Victoriametrics: Query occasionally returns incorrect empty response

Created on 24 Mar 2020  路  11Comments  路  Source: VictoriaMetrics/VictoriaMetrics

Describe the bug
I am using promxy to do alerting from victoriaMetrics. Occasionally, my promxy alerts incorrectly toggle from firing to resolved, because victoriaMetrics incorrectly returns an empty response to the promxy query.

To Reproduce
I used mitmproxy to catch these errors. They occur quite infrequently, however this is the POST request.
Endpoint:
http://my_vm_host:28401/api/v1/query?nocache=1
Body:

nocache: 1
query:   cvpdnSystemSessionTotal{category="l2tp",device_id=~"3662|1601",instance="l2tp"}
time:    1585039226.312

Expected behavior
Here is the expected response:

 {
  "status":"success","data": {
    "resultType":"vector","result":[ {
      "metric": {
        "__name__":"cvpdnSystemSessionTotal","category":"l2tp","device_id":"1601","instance":"l2tp"
      }
      ,"value":[1585039226.312,"0"]
    }
    , {
      "metric": {
        "__name__":"cvpdnSystemSessionTotal","category":"l2tp","device_id":"3662","instance":"l2tp"
      }
      ,"value":[1585039226.312,"1"]
    }
    ]
  }
}

and here is the occasional, incorrect response:

 {
  "status":"success","data": {
    "resultType":"vector","result":[]
  }
}

It still returns a 200 OK, and there are no errors generated in the logs.

Screenshots
Here is a screenshot of the mitmproxy logs.

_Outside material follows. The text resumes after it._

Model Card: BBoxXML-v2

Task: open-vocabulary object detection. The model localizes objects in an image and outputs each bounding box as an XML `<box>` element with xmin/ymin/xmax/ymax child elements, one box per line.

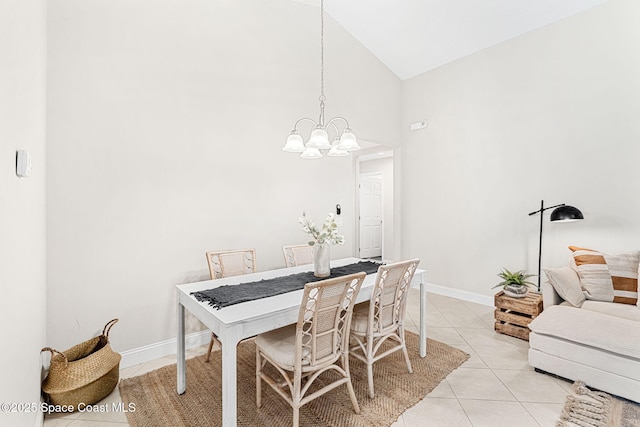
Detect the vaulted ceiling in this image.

The two erroneous responses are circled in red.
image

Version
victoria-metrics-20200311-020925-tags-v1.34.3-0-gcdf70b79

Used command-line flags

flag{name="bigMergeConcurrency", value="0"} 1
flag{name="dedup.minScrapeInterval", value="0s"} 1
flag{name="deleteAuthKey", value="secret"} 1
flag{name="enableTCP6", value="false"} 1
flag{name="envflag.enable", value="false"} 1
flag{name="fs.disableMmap", value="false"} 1
flag{name="graphiteListenAddr", value=""} 1
flag{name="http.disableResponseCompression", value="false"} 1
flag{name="httpAuth.password", value="secret"} 1
flag{name="httpAuth.username", value=""} 1
flag{name="httpListenAddr", value=":8428"} 1
flag{name="import.maxLineLen", value="104857600"} 1
flag{name="influxListenAddr", value=""} 1
flag{name="influxMeasurementFieldSeparator", value="_"} 1
flag{name="influxSkipSingleField", value="true"} 1
flag{name="insert.maxQueueDuration", value="1m0s"} 1
flag{name="loggerFormat", value="default"} 1
flag{name="loggerLevel", value="INFO"} 1
flag{name="loggerOutput", value="stderr"} 1
flag{name="maxConcurrentInserts", value="96"} 1
flag{name="maxInsertRequestSize", value="33554432"} 1
flag{name="maxLabelsPerTimeseries", value="30"} 1
flag{name="memory.allowedPercent", value="100"} 1
flag{name="metricsAuthKey", value="secret"} 1
flag{name="opentsdbHTTPListenAddr", value=""} 1
flag{name="opentsdbListenAddr", value=""} 1
flag{name="opentsdbhttp.maxInsertRequestSize", value="33554432"} 1
flag{name="pprofAuthKey", value="secret"} 1
flag{name="precisionBits", value="64"} 1
flag{name="promscrape.config", value=""} 1
flag{name="promscrape.disableCompression", value="false"} 1
flag{name="promscrape.fileSDCheckInterval", value="1m0s"} 1
flag{name="promscrape.maxScrapeSize", value="16777216"} 1
flag{name="search.cacheTimestampOffset", value="5m0s"} 1
flag{name="search.disableCache", value="false"} 1
flag{name="search.latencyOffset", value="30s"} 1
flag{name="search.logSlowQueryDuration", value="5s"} 1
flag{name="search.maxConcurrentRequests", value="16"} 1
flag{name="search.maxExportDuration", value="720h0m0s"} 1
flag{name="search.maxLookback", value="0s"} 1
flag{name="search.maxPointsPerTimeseries", value="30000"} 1
flag{name="search.maxQueryDuration", value="2m0s"} 1
flag{name="search.maxQueryLen", value="16384"} 1
flag{name="search.maxQueueDuration", value="10s"} 1
flag{name="search.maxTagKeys", value="secret"} 1
flag{name="search.maxTagValues", value="100000"} 1
flag{name="search.maxUniqueTimeseries", value="1000000"} 1
flag{name="search.resetCacheAuthKey", value="secret"} 1
flag{name="selfScrapeInterval", value="0s"} 1
flag{name="smallMergeConcurrency", value="0"} 1
flag{name="snapshotAuthKey", value="secret"} 1
flag{name="storageDataPath", value="victoria-metrics-data"} 1
flag{name="tls", value="false"} 1
flag{name="tlsCertFile", value=""} 1
flag{name="tlsKeyFile", value="secret"} 1
flag{name="version", value="false"} 1
bug

Most helpful comment

I wanted to put everyone out of their misery. After several days of testing i believe we have a winner! minStalenessInterval was indeed the solution to all of our problems.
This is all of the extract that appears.